Assessment of Coronary Artery Disease
Exercise ECG stress testing is the most widely used test for detection of CAD and assessment of prognosis. Although relatively inexpensive, its use is limited by suboptimal sensitivity for detecting single-vessel disease and poor specificity in the presence of resting ST abnormalities. Exercise or pharmacological SPECT and SEcho compare favorably with ECG stress testing since they provide enhanced accuracy for detecting CAD. The advantages of SPECT include a higher feasibility, higher sensitivity (especially for single-vessel disease involving the left circumflex), and higher accuracy in the presence of extensive resting wall motion abnormalities.
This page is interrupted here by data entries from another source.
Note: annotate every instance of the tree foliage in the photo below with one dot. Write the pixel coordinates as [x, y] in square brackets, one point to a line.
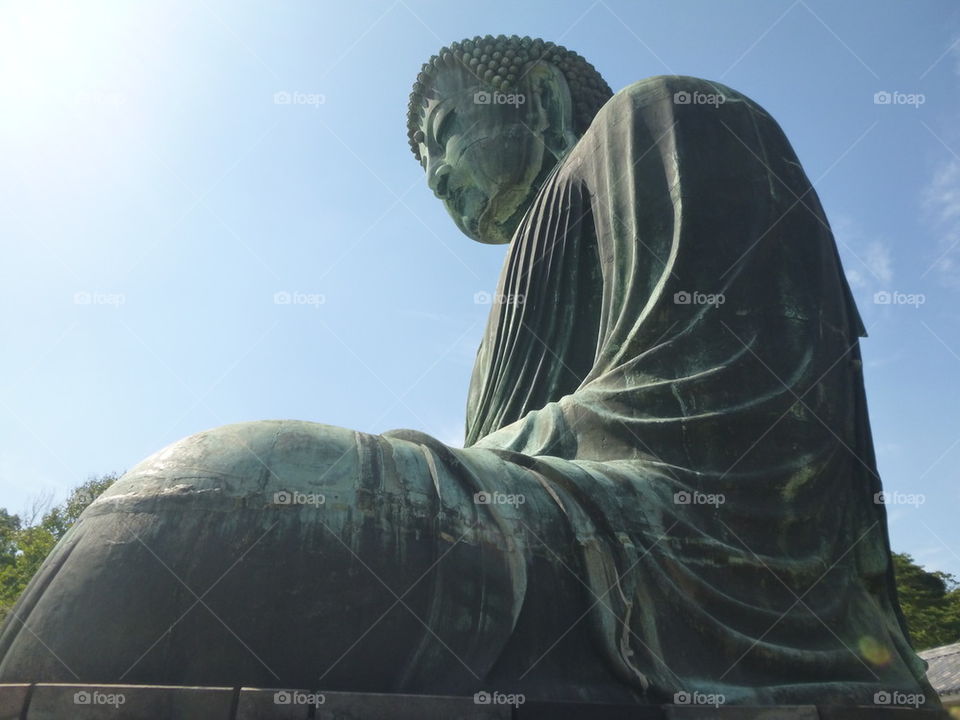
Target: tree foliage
[930, 602]
[25, 543]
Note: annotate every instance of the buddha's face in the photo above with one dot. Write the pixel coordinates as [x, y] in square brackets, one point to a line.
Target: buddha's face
[482, 159]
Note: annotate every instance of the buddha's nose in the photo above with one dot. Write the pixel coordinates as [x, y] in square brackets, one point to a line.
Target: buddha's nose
[438, 179]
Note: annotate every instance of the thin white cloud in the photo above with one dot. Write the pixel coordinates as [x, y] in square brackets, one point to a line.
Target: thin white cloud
[941, 203]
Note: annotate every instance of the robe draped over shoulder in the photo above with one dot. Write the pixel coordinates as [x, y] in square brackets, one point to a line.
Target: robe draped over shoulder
[667, 486]
[676, 338]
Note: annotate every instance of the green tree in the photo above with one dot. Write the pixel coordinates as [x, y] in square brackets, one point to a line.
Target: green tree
[25, 544]
[930, 603]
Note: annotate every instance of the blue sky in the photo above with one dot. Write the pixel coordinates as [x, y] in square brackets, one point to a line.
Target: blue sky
[156, 198]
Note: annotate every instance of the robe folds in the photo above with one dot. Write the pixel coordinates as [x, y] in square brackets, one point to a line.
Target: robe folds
[668, 484]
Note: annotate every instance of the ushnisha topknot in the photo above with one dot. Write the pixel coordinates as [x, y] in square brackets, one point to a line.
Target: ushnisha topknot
[499, 63]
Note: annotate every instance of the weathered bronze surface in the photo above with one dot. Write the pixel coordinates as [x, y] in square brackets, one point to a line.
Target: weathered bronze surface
[669, 480]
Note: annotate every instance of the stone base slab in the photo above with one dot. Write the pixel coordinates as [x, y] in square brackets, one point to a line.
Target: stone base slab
[55, 701]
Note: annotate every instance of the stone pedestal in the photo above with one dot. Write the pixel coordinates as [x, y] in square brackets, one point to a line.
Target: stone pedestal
[53, 701]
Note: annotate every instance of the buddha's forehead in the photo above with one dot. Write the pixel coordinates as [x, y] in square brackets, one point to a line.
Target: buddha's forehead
[450, 89]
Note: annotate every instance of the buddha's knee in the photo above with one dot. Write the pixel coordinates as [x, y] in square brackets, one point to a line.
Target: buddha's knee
[248, 553]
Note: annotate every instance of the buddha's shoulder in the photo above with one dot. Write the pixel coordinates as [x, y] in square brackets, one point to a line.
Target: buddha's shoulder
[679, 89]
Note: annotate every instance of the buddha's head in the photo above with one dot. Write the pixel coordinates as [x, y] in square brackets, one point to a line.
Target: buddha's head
[489, 118]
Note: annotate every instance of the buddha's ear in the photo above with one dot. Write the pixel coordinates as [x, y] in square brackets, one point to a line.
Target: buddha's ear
[551, 106]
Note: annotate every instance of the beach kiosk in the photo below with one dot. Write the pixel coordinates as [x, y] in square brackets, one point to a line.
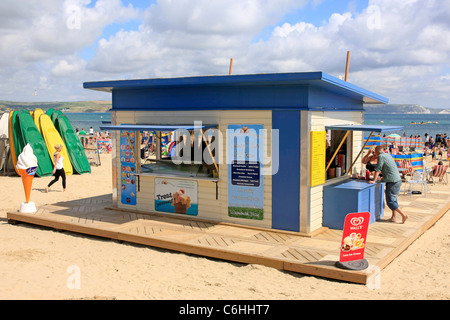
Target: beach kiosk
[274, 151]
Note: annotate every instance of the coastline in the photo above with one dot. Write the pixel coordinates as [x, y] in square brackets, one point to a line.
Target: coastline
[35, 261]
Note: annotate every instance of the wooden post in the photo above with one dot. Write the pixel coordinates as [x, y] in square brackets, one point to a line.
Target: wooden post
[347, 65]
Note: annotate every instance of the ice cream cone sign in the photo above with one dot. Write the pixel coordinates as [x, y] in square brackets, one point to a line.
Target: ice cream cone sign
[27, 166]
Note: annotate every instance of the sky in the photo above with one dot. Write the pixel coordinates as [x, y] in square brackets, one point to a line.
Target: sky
[400, 49]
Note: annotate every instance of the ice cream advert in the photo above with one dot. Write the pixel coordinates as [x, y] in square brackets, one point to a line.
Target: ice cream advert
[176, 196]
[354, 237]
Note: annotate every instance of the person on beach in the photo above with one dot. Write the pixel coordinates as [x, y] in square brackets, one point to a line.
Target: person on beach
[386, 165]
[58, 169]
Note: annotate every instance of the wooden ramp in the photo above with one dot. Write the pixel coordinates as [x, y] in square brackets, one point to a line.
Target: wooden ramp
[289, 251]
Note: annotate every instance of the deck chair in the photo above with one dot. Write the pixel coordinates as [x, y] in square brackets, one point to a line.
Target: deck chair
[439, 173]
[418, 178]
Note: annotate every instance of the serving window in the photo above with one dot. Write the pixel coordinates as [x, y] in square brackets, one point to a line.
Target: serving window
[189, 153]
[169, 150]
[338, 153]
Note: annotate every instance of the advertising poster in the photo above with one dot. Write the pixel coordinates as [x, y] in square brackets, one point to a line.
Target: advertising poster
[354, 236]
[128, 168]
[176, 196]
[318, 154]
[245, 171]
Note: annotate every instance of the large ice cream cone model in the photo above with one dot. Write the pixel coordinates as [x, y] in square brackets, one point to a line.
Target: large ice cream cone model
[27, 165]
[27, 180]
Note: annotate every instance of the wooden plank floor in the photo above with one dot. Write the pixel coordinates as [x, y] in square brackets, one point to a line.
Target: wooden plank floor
[282, 250]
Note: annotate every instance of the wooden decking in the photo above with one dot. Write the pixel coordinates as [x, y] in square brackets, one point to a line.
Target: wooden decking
[289, 251]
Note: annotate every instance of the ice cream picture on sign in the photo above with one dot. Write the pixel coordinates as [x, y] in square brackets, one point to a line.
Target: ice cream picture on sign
[181, 201]
[27, 166]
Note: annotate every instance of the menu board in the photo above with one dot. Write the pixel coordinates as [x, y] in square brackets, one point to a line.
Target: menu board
[128, 167]
[318, 153]
[245, 171]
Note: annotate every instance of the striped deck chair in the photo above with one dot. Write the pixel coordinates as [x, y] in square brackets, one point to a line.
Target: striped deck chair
[417, 161]
[440, 173]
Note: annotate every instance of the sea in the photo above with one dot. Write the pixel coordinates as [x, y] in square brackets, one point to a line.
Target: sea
[95, 120]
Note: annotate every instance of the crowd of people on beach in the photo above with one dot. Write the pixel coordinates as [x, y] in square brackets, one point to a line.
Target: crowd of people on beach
[95, 139]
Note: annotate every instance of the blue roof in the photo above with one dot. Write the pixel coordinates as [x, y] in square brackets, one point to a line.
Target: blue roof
[319, 80]
[155, 127]
[374, 128]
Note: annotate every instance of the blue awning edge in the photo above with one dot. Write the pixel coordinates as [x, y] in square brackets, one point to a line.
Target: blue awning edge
[371, 128]
[155, 127]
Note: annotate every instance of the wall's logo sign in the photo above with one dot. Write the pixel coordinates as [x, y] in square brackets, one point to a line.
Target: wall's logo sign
[357, 221]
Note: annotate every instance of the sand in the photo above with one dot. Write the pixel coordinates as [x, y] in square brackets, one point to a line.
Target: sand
[41, 263]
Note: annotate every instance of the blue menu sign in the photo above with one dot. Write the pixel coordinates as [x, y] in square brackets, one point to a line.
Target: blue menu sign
[245, 178]
[128, 167]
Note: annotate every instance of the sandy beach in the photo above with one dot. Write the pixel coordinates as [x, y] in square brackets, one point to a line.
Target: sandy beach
[38, 262]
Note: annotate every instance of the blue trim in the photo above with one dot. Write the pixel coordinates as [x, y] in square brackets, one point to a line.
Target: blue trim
[314, 79]
[373, 128]
[154, 127]
[286, 182]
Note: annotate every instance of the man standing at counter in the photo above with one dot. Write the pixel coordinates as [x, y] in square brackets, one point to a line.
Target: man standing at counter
[386, 165]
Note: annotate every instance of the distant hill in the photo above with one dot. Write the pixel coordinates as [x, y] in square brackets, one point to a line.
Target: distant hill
[72, 106]
[401, 108]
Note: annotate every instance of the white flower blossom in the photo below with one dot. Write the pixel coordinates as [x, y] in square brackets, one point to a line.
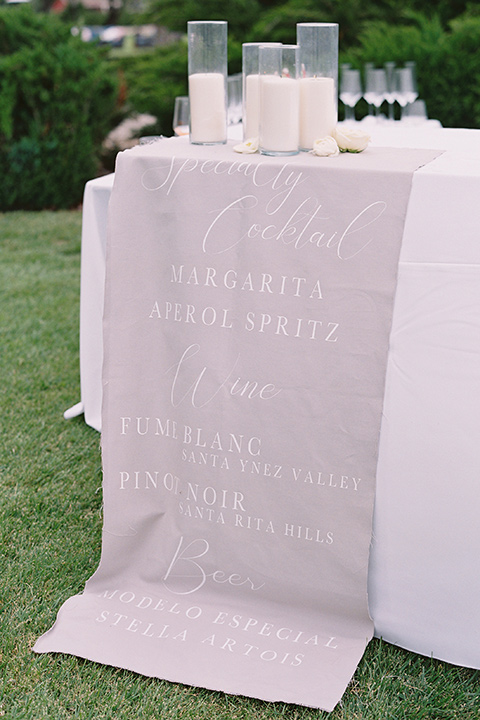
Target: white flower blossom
[350, 140]
[326, 147]
[248, 146]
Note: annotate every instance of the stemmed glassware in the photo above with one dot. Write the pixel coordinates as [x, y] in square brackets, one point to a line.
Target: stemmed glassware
[375, 88]
[390, 94]
[234, 90]
[181, 113]
[350, 91]
[405, 87]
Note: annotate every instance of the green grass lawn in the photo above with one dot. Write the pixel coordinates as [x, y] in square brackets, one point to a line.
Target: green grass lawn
[50, 525]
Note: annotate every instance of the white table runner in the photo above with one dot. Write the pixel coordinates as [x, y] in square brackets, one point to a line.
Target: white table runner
[248, 312]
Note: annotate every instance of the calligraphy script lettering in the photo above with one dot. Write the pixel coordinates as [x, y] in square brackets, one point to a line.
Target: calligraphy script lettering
[185, 568]
[199, 396]
[299, 230]
[282, 181]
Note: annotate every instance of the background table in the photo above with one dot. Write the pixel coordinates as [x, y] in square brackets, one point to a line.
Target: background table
[424, 579]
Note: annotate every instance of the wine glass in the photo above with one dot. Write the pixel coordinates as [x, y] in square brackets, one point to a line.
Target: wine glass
[350, 91]
[390, 94]
[375, 88]
[181, 112]
[405, 87]
[234, 88]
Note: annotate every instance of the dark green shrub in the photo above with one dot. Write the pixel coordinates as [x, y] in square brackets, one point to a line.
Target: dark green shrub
[57, 103]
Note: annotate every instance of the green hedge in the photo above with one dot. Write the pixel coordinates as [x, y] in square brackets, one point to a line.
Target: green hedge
[57, 103]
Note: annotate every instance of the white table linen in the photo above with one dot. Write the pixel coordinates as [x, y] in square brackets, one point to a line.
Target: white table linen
[424, 579]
The advantages of SEcho include higher specificity, wider availability, lower cost, and, most importantly, its radiation-free nature.5 Recently, the recommendations of the European Association of Echocardiography defended that SEcho compares favorably with SPECT, considering the integrated risk–benefit balance.5 All SEcho methods (treadmill exercise, bicycle exercise, high-dose dobutamine, and high-dose dipyridamole) have similar diagnostic and prognostic accuracy. The choice of one over the other is strictly due to relative contraindications and the ability of patients to exercise.5,26 Among the available stressors exercise is the most used, dobutamine the best test for viability, and dipyridamole the safest pharmacological stressor that is the most suitable for combined wall motion CFR assessment.5
In conclusion, SEcho has a very high diagnostic accuracy for detecting ischemia and viability. Its wide acceptance in clinical practice reflects its safety and prognostic value, which has also been proved in several large-scale multicenter trials. The recent introduction of other methods, such as myocardial deformation assessment and contrast echocardiography, have further expanded the use of SEcho as one of the main tools in the management of patients with ischemic heart disease.